Sebaliknya, itu adalah peningkatan dukungan Rusia untuk kemampuan separatis untuk menyerang balik militer Ukraina, ditambah dengan kemampuan Moskow untuk menentukan “rencana perdamaian”. Dihadapkan dengan kekalahan pasukannya yang nyaris, Poroshenko tidak memiliki alternatif nyata untuk menerima “tawaran” perjanjian gencatan senjata Rusia.
Dengan perjanjian gencatan senjata yang rapuh, semua ini tampaknya menciptakan momentum yang dapat membantu mencegah situasi di Ukraina semakin meningkat dan memperburuk hubungan dengan Rusia. Tapi ini membawa biaya yang sangat tinggi tidak hanya untuk pemerintah Ukraina, tetapi juga untuk kredibilitas Barat. Presiden Poroshenko berkewajiban untuk menerima konflik beku di wilayah Ukraina dan bahwa Rusia memiliki hak veto atas perjanjian perdagangan bebas dengan UE, sementara Barat harus menerima tuntutan Putin bahwa Ukraina hanya memiliki kedaulatan terbatas untuk saat ini.
Semua ini hanya masuk akal jika bulan-bulan berikutnya digunakan untuk menemukan titik temu untuk negosiasi dengan Rusia tentang status quo di Eropa – dan hanya jika UE bersedia berinvestasi lebih banyak untuk menstabilkan negara Ukraina. Sementara Moskow lebih memilih untuk merundingkan kembali tatanan Eropa baru, menciptakan zona penyangga antara Rusia dan UE, Berlin lebih tertarik untuk memperkuat keamanan kolektif di Eropa.

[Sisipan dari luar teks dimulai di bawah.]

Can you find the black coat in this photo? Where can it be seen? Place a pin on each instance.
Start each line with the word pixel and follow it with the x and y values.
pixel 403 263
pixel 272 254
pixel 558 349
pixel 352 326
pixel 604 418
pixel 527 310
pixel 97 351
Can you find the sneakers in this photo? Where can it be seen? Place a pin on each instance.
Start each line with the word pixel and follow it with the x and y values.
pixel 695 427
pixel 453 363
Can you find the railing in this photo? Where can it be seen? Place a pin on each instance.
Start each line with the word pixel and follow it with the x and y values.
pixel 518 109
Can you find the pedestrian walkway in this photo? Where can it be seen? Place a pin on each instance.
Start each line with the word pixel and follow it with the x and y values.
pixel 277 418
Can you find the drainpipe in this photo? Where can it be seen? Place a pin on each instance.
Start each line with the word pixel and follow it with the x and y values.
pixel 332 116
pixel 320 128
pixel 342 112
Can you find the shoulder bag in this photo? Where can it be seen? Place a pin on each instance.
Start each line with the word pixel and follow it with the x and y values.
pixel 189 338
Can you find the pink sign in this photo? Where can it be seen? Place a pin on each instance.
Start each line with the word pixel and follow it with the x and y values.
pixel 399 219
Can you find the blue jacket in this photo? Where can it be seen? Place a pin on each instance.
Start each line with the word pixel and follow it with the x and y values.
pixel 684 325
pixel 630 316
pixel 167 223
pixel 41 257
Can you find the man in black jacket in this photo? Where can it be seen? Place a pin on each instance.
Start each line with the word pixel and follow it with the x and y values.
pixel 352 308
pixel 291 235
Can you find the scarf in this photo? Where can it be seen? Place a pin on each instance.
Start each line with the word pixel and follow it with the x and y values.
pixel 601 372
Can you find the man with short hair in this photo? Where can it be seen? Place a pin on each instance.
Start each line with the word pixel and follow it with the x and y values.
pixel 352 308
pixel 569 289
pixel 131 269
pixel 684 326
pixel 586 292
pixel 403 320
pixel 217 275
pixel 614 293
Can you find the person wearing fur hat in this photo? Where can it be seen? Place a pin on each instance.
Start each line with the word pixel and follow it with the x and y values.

Tidak diragukan lagi bahwa Merkel mendukung penguatan kemampuan NATO untuk memenuhi Pasal 5 terkait pertahanan negara-negara Baltik dan Polandia. Pada saat yang sama, bagi kepemimpinan Jerman, NATO bukanlah jawaban atas situasi keamanan di Ukraina.
Hanya OSCE yang diperkuat, sebagai organisasi keamanan kolektif untuk Eropa secara keseluruhan, yang mampu mencapainya.
Mungkin salah satu aspek positif dari krisis Ukraina adalah kita sekarang memiliki pemahaman yang lebih realistis tentang apa yang diinginkan Rusia. Pembangunan kembali UE dan terutama hubungan Jerman dengan Rusia sekarang dapat dilakukan dalam keadaan baru. Elit politik Jerman tidak lagi memiliki ilusi untuk terus berbisnis dengan Rusia seperti biasa.
Tantangan terbesar sekarang bagi kedua belah pihak adalah membangun kembali kepercayaan. Apakah ini akan menjadi konferensi Yalta kedua, dengan penahanan dan pembagian baru Eropa, atau akankah ini menjadi OSCE yang baru dan lebih baik, dengan keamanan yang sama untuk semua dan penerimaan bahwa setiap negara di Eropa memiliki kedaulatan?
Pilihan kedua akan mencerminkan realitas dunia yang mengglobal dan dapat membantu menghentikan isolasi Rusia yang semakin meningkat dan kemerosotan ekonominya. Orang berharap Rusia akan melihatnya seperti itu. Jika tidak, Jerman akan siap menerima konsekuensinya, meski bertentangan dengan keyakinannya yang dalam.
Stefan Meister adalah kepala program Eropa Timur dan Asia Tengah di Dewan Hubungan Luar Negeri Jerman.